4.2 Transformer Architecture

Encoder:
Input → Embedding → Positional Encoding
     → [Multi-Head Self-Attention → Add&Norm
       → Feed Forward → Add&Norm] × N layers
     → Encoder Output

Decoder:
Output → Embedding → Positional Encoding
      → [Masked Multi-Head Self-Attention → Add&Norm
        → Multi-Head Cross-Attention (K,V from encoder) → Add&Norm
        → Feed Forward → Add&Norm] × N layers
      → Linear → Softmax → Output probabilities

Positional Encoding:

PE(pos, 2i)   = sin(pos / 10000^(2i/d_model))
PE(pos, 2i+1) = cos(pos / 10000^(2i/d_model))

4.3 BERT (Bidirectional Encoder Representations from Transformers)

Pre-training Tasks:

MLM (Masked Language Modeling): 15% tokens masked, model predicts them
NSP (Next Sentence Prediction): Predict if sentence B follows A

Fine-tuning for downstream tasks:

from transformers import BertForSequenceClassification, BertTokenizer

tokenizer = BertTokenizer.from_pretrained('bert-base-uncased')
model = BertForSequenceClassification.from_pretrained('bert-base-uncased', num_labels=2)

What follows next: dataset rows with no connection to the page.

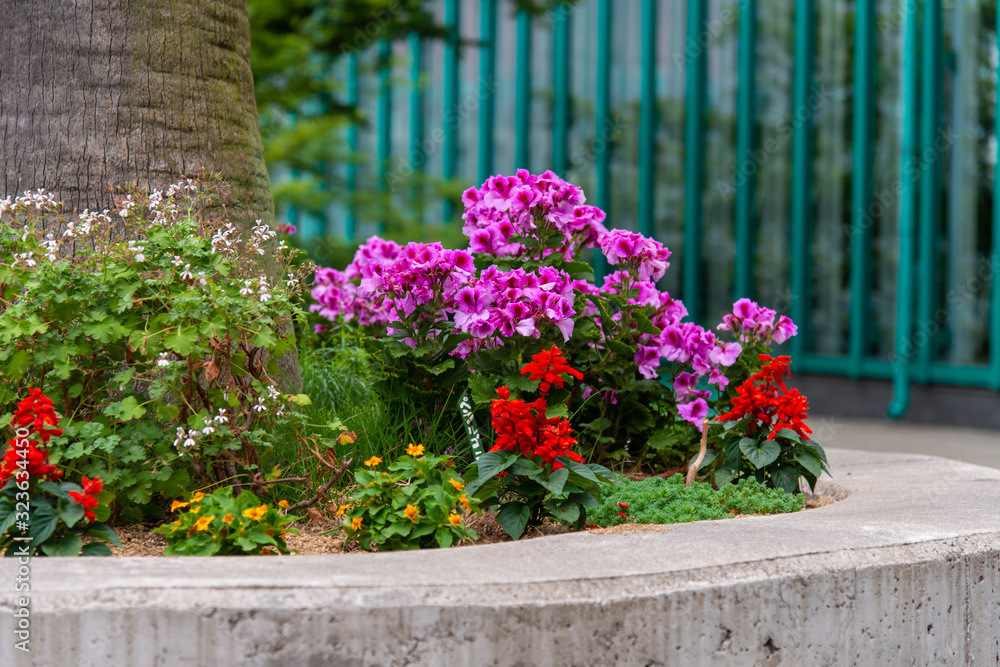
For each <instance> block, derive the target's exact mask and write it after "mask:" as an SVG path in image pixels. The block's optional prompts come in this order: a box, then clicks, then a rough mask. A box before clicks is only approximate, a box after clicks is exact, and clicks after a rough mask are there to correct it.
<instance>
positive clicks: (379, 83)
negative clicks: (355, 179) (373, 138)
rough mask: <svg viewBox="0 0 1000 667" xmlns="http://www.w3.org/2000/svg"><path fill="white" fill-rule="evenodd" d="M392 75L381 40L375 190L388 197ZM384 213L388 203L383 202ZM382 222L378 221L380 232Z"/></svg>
mask: <svg viewBox="0 0 1000 667" xmlns="http://www.w3.org/2000/svg"><path fill="white" fill-rule="evenodd" d="M391 74H392V44H390V43H389V40H386V39H382V40H379V43H378V145H377V147H376V151H377V155H378V182H377V183H376V184H375V188H376V190H377V191H378V192H380V193H382V194H384V195H386V197H388V196H390V195H389V180H388V179H389V159H390V155H391V153H392V85H391V84H390V83H389V78H390V75H391ZM383 207H384V209H383V210H385V211H388V209H389V207H390V203H389V202H388V201H385V202H383ZM383 224H384V223H383V221H379V223H378V228H379V231H380V232H381V231H382V229H383Z"/></svg>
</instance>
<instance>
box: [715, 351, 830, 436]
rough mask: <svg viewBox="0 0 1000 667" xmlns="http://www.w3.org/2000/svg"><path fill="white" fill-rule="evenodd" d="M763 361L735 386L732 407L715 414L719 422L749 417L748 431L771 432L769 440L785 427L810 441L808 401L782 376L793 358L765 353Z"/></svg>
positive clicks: (788, 366) (761, 355) (762, 360)
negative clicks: (752, 372)
mask: <svg viewBox="0 0 1000 667" xmlns="http://www.w3.org/2000/svg"><path fill="white" fill-rule="evenodd" d="M760 360H761V362H762V363H763V364H764V365H763V367H762V368H761V369H760V370H759V371H758V372H756V373H754V374H753V375H751V376H750V377H749V378H748V379H747V380H746V382H744V383H743V384H741V385H740V386H739V387H737V388H736V396H735V397H734V398H733V405H732V409H731V410H730V411H729V412H727V413H726V414H724V415H719V416H718V417H716V418H715V419H716V421H727V420H739V419H743V418H745V417H749V418H750V420H749V428H748V430H749V431H750V432H756V431H758V430H763V431H769V433H768V436H767V439H768V440H773V439H774V438H775V436H777V435H778V432H779V431H781V430H782V429H786V428H787V429H791V430H793V431H795V432H796V433H797V434H798V435H799V437H801V438H802V439H803V440H809V434H810V433H812V429H810V428H809V427H808V426H807V425H806V423H805V420H806V418H807V415H806V413H807V412H808V411H809V403H808V402H807V401H806V397H805V396H803V395H802V394H801V393H800V392H799V390H798V389H792V390H789V389H788V387H786V386H785V383H784V381H783V380H782V379H781V378H783V377H786V376H787V375H788V367H789V365H790V364H791V361H792V360H791V358H790V357H785V356H782V357H777V358H772V357H770V356H769V355H766V354H762V355H760ZM755 383H756V384H755Z"/></svg>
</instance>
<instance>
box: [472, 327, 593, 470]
mask: <svg viewBox="0 0 1000 667" xmlns="http://www.w3.org/2000/svg"><path fill="white" fill-rule="evenodd" d="M532 359H533V361H532V362H531V363H529V364H527V365H526V366H525V367H524V368H523V369H522V370H521V373H522V374H530V376H531V378H530V379H532V380H541V383H540V384H539V391H540V392H541V393H542V394H543V396H542V397H541V398H538V399H536V400H534V401H532V402H531V403H526V402H525V401H524V400H522V399H514V400H511V398H510V390H509V389H508V388H507V387H501V388H500V389H498V390H497V395H498V396H499V398H498V399H496V400H494V401H493V402H492V403H491V404H490V414H491V415H492V423H493V430H495V431H496V434H497V438H496V443H495V444H494V445H493V447H492V449H490V451H491V452H495V451H501V450H503V451H516V452H520V453H521V454H523V455H524V456H526V457H528V458H540V459H541V460H542V462H543V463H546V464H550V465H552V469H553V470H558V469H559V468H562V467H563V464H562V462H560V461H558V460H556V459H559V458H561V457H566V458H569V459H570V460H571V461H576V462H578V463H583V462H584V459H583V457H582V456H580V455H579V454H577V453H576V452H574V451H572V447H573V445H575V444H576V442H577V441H576V438H574V437H573V436H572V433H573V427H572V426H571V425H570V423H569V420H567V419H563V418H561V417H546V416H545V413H546V412H547V411H548V404H547V402H546V400H545V397H544V394H545V393H546V392H547V391H548V390H549V388H550V386H551V385H552V384H555V385H556V386H558V387H561V386H563V384H564V383H565V379H564V378H563V377H562V375H565V374H569V375H572V376H573V377H577V378H582V377H583V375H582V374H581V373H580V372H579V371H577V370H575V369H573V368H570V367H569V366H568V365H567V364H566V360H565V359H564V358H563V357H562V352H560V351H559V349H558V348H557V347H556V346H554V345H553V346H552V348H551V349H550V350H547V351H542V352H540V353H538V354H536V355H534V356H533V357H532Z"/></svg>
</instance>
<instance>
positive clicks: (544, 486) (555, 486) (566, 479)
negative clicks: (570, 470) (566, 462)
mask: <svg viewBox="0 0 1000 667" xmlns="http://www.w3.org/2000/svg"><path fill="white" fill-rule="evenodd" d="M568 478H569V469H568V468H560V469H559V470H556V471H555V472H554V473H552V474H551V475H549V476H548V479H546V478H545V475H544V473H536V474H534V475H532V476H531V479H533V480H534V481H536V482H538V483H539V484H541V485H542V486H544V487H545V488H546V489H548V491H549V493H553V494H556V495H558V494H560V493H562V489H563V486H565V485H566V480H567V479H568Z"/></svg>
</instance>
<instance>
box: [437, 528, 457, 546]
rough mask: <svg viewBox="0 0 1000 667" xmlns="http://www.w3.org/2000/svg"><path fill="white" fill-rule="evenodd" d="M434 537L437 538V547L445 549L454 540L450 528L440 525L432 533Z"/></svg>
mask: <svg viewBox="0 0 1000 667" xmlns="http://www.w3.org/2000/svg"><path fill="white" fill-rule="evenodd" d="M434 539H436V540H437V543H438V546H439V547H441V548H442V549H447V548H448V547H450V546H451V543H452V542H454V541H455V536H454V535H453V534H452V532H451V530H450V529H448V528H447V527H445V526H442V527H440V528H438V529H437V531H436V532H435V533H434Z"/></svg>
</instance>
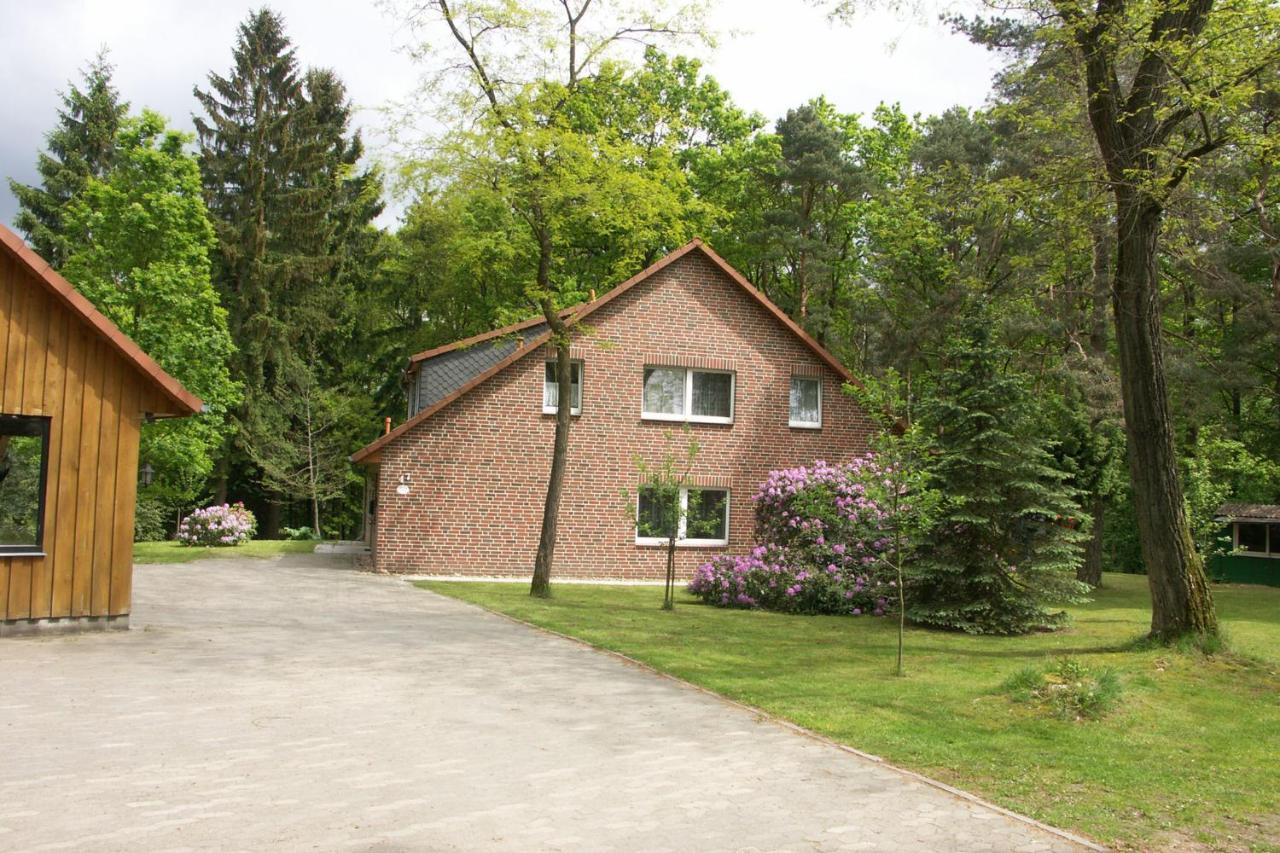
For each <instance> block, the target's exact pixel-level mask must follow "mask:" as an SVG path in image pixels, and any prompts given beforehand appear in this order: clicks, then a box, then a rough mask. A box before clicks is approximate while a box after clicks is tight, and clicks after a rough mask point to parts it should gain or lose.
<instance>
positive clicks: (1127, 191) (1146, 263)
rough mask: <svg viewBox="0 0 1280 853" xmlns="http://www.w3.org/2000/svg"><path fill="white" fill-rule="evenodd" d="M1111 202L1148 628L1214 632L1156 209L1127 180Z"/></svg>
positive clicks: (1126, 383) (1126, 390) (1171, 634)
mask: <svg viewBox="0 0 1280 853" xmlns="http://www.w3.org/2000/svg"><path fill="white" fill-rule="evenodd" d="M1116 201H1117V206H1116V220H1117V222H1116V224H1117V233H1116V247H1117V254H1116V272H1115V287H1114V297H1112V298H1114V313H1115V324H1116V346H1117V350H1119V355H1120V389H1121V396H1123V397H1124V415H1125V433H1126V434H1128V438H1129V476H1130V480H1132V483H1133V492H1134V508H1135V510H1137V515H1138V540H1139V543H1140V544H1142V558H1143V564H1144V565H1146V567H1147V580H1148V584H1149V585H1151V633H1152V635H1155V637H1158V638H1172V637H1178V635H1181V634H1189V633H1197V634H1211V633H1215V631H1216V630H1217V616H1216V615H1215V612H1213V599H1212V596H1211V594H1210V590H1208V580H1207V579H1206V576H1204V562H1203V560H1202V558H1201V556H1199V555H1198V553H1197V552H1196V544H1194V542H1193V539H1192V532H1190V524H1189V523H1188V520H1187V507H1185V503H1184V501H1183V488H1181V480H1180V478H1179V471H1178V456H1176V453H1175V450H1174V427H1172V418H1171V416H1170V412H1169V391H1167V388H1166V387H1165V356H1164V347H1162V345H1161V311H1160V291H1158V275H1157V269H1156V263H1157V241H1158V238H1160V216H1161V210H1160V205H1158V204H1156V202H1155V201H1153V200H1151V199H1146V197H1143V195H1142V193H1140V192H1134V191H1132V190H1130V188H1128V187H1120V188H1119V190H1117V191H1116Z"/></svg>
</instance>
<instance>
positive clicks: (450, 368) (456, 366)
mask: <svg viewBox="0 0 1280 853" xmlns="http://www.w3.org/2000/svg"><path fill="white" fill-rule="evenodd" d="M545 332H547V323H539V324H536V325H529V327H525V328H521V329H518V330H516V332H512V333H508V334H504V336H502V337H498V338H490V339H488V341H484V342H481V343H476V345H472V346H470V347H462V348H456V350H452V348H445V351H444V352H440V353H439V355H434V356H428V357H426V359H422V360H421V361H419V362H417V375H416V377H415V382H416V383H417V397H416V398H415V406H413V411H412V412H410V416H413V415H416V414H417V412H420V411H422V410H424V409H430V407H431V406H434V405H435V403H438V402H440V401H442V400H444V398H445V397H448V396H449V394H452V393H453V392H454V391H457V389H458V388H461V387H463V386H465V384H467V383H468V382H471V380H472V379H475V378H476V377H479V375H480V374H483V373H484V371H485V370H489V369H490V368H493V366H494V365H495V364H498V362H499V361H502V360H503V359H506V357H507V356H509V355H511V353H513V352H516V350H518V348H521V347H522V346H529V342H530V341H532V339H535V338H538V337H539V336H541V334H544V333H545Z"/></svg>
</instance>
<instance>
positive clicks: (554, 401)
mask: <svg viewBox="0 0 1280 853" xmlns="http://www.w3.org/2000/svg"><path fill="white" fill-rule="evenodd" d="M568 369H570V382H571V383H572V386H571V387H572V388H573V403H572V406H571V410H572V411H579V410H580V409H581V407H582V362H580V361H572V362H570V366H568ZM558 407H559V383H558V382H556V362H554V361H548V362H547V364H545V370H544V373H543V409H550V410H552V411H554V410H556V409H558Z"/></svg>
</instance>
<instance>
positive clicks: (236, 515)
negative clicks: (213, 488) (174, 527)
mask: <svg viewBox="0 0 1280 853" xmlns="http://www.w3.org/2000/svg"><path fill="white" fill-rule="evenodd" d="M256 530H257V519H255V517H253V514H252V512H250V511H248V510H246V508H244V505H243V503H233V505H228V503H223V505H221V506H206V507H205V508H204V510H196V511H195V512H192V514H191V515H188V516H187V517H186V519H183V520H182V525H180V526H179V528H178V542H180V543H182V544H184V546H206V547H228V546H237V544H239V543H242V542H247V540H248V539H252V538H253V533H255V532H256Z"/></svg>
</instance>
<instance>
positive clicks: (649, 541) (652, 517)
mask: <svg viewBox="0 0 1280 853" xmlns="http://www.w3.org/2000/svg"><path fill="white" fill-rule="evenodd" d="M669 500H671V498H668V501H669ZM676 500H677V501H678V515H677V514H676V511H675V507H672V506H671V505H669V503H667V505H663V501H662V498H659V497H658V496H657V494H655V493H654V492H653V491H650V489H640V496H639V498H637V505H636V544H666V543H667V534H668V526H667V525H668V523H669V520H676V540H677V542H678V543H680V544H686V546H722V544H728V491H726V489H704V488H696V487H690V488H685V489H680V496H678V498H676Z"/></svg>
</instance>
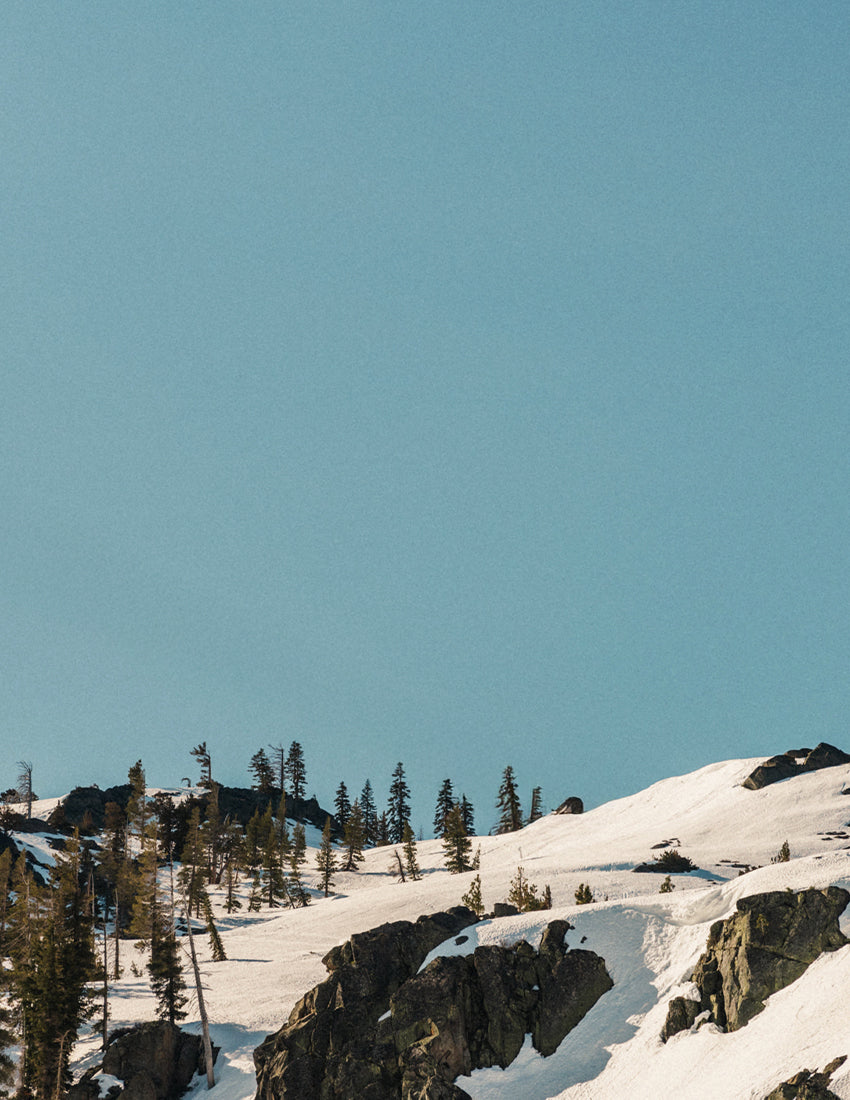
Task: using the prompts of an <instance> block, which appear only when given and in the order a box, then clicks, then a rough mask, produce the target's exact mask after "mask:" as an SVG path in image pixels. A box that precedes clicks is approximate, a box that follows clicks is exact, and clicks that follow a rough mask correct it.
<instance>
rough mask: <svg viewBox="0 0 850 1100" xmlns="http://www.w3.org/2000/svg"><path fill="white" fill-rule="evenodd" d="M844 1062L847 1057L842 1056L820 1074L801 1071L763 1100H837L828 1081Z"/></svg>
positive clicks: (823, 1069) (837, 1097) (771, 1092)
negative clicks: (829, 1086) (813, 1073)
mask: <svg viewBox="0 0 850 1100" xmlns="http://www.w3.org/2000/svg"><path fill="white" fill-rule="evenodd" d="M846 1062H847V1055H842V1056H841V1057H840V1058H836V1059H835V1060H834V1062H830V1063H829V1065H828V1066H825V1067H824V1069H823V1070H821V1071H820V1073H814V1074H813V1073H812V1070H810V1069H802V1070H801V1071H799V1073H798V1074H795V1075H794V1076H793V1077H792V1078H791V1079H790V1080H787V1081H783V1082H782V1085H779V1086H777V1087H776V1088H775V1089H774V1090H773V1091H772V1092H770V1093H769V1095H768V1096H766V1097H765V1098H764V1100H839V1098H838V1096H837V1095H836V1093H835V1092H832V1090H831V1089H830V1088H829V1080H830V1078H831V1076H832V1074H834V1073H835V1071H836V1070H837V1069H838V1068H839V1066H843V1064H845V1063H846Z"/></svg>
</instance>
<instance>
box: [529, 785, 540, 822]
mask: <svg viewBox="0 0 850 1100" xmlns="http://www.w3.org/2000/svg"><path fill="white" fill-rule="evenodd" d="M542 801H543V799H542V788H540V787H536V788H534V790H533V791H532V792H531V809H530V810H529V812H528V824H529V825H530V824H531V823H532V822H536V821H539V820H540V818H541V817H542V816H543V810H542V807H541V804H542Z"/></svg>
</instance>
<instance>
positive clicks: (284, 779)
mask: <svg viewBox="0 0 850 1100" xmlns="http://www.w3.org/2000/svg"><path fill="white" fill-rule="evenodd" d="M268 748H269V749H271V750H272V756H271V757H269V760H271V761H272V767H273V768H274V770H275V780H276V782H277V788H278V790H279V791H280V793H282V794H283V793H284V791H285V790H286V749H285V748H284V746H283V745H269V746H268Z"/></svg>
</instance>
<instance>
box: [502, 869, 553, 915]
mask: <svg viewBox="0 0 850 1100" xmlns="http://www.w3.org/2000/svg"><path fill="white" fill-rule="evenodd" d="M508 902H509V903H510V904H511V905H516V906H517V909H518V910H519V911H520V913H530V912H531V911H532V910H538V909H550V908H551V905H552V894H551V892H550V891H549V888H547V892H545V893H544V895H543V898H540V897H539V895H538V888H537V887H536V886H534V883H533V882H529V881H528V879H527V878H526V872H525V870H523V868H522V867H518V868H517V873H516V876H515V877H514V879H512V880H511V883H510V891H509V892H508Z"/></svg>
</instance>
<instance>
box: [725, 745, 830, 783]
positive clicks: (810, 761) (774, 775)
mask: <svg viewBox="0 0 850 1100" xmlns="http://www.w3.org/2000/svg"><path fill="white" fill-rule="evenodd" d="M842 763H850V753H847V752H843V751H842V750H841V749H837V748H836V747H835V745H827V744H826V741H821V742H820V744H819V745H817V746H816V747H815V748H814V749H791V750H790V751H788V752H783V753H782V755H781V756H775V757H770V759H769V760H765V761H764V763H760V764H759V766H758V768H754V769H753V770H752V771H751V772H750V774H749V775H748V777H747V779H744V781H743V783H742V784H741V785H742V787H746V788H747V789H748V790H750V791H759V790H761V789H762V788H763V787H770V784H771V783H779V782H780V780H782V779H791V778H792V777H794V775H802V774H803V773H804V772H806V771H819V770H820V769H821V768H836V767H838V764H842Z"/></svg>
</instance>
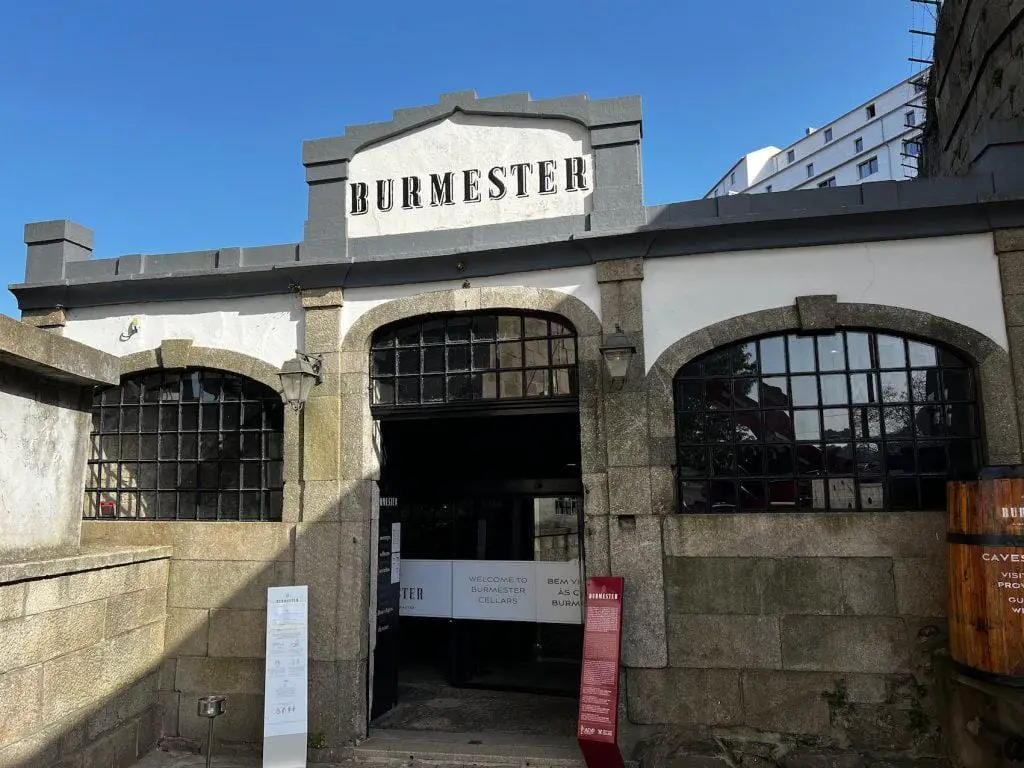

inputs = tokenizer("Hello, my dog is cute", return_tensors="pt")
outputs = model(**inputs)
logits = outputs.logits  # shape: (batch_size, num_labels)

BERT Variants:

| Model | Parameters | Key Difference | |-------|-----------|---------------| | BERT-Base | 110M | 12 layers, 12 heads | | BERT-Large | 340M | 24 layers, 16 heads | | DistilBERT | 66M | 40% smaller, 97% performance | | RoBERTa | 125M | Better pre-training (no NSP, more data) | | ALBERT | 12M | Parameter sharing, very small | | GPT-3/4 | 175B–1T+ | Decoder-only, generative |

Unit 5: Generative Adversarial Networks (GANs)

5.1 GAN Framework

GAN = Generator (G) + Discriminator (D)

Training Objective (minimax game):
min_G max_D V(D,G) = E[log D(x)] + E[log(1 - D(G(z)))]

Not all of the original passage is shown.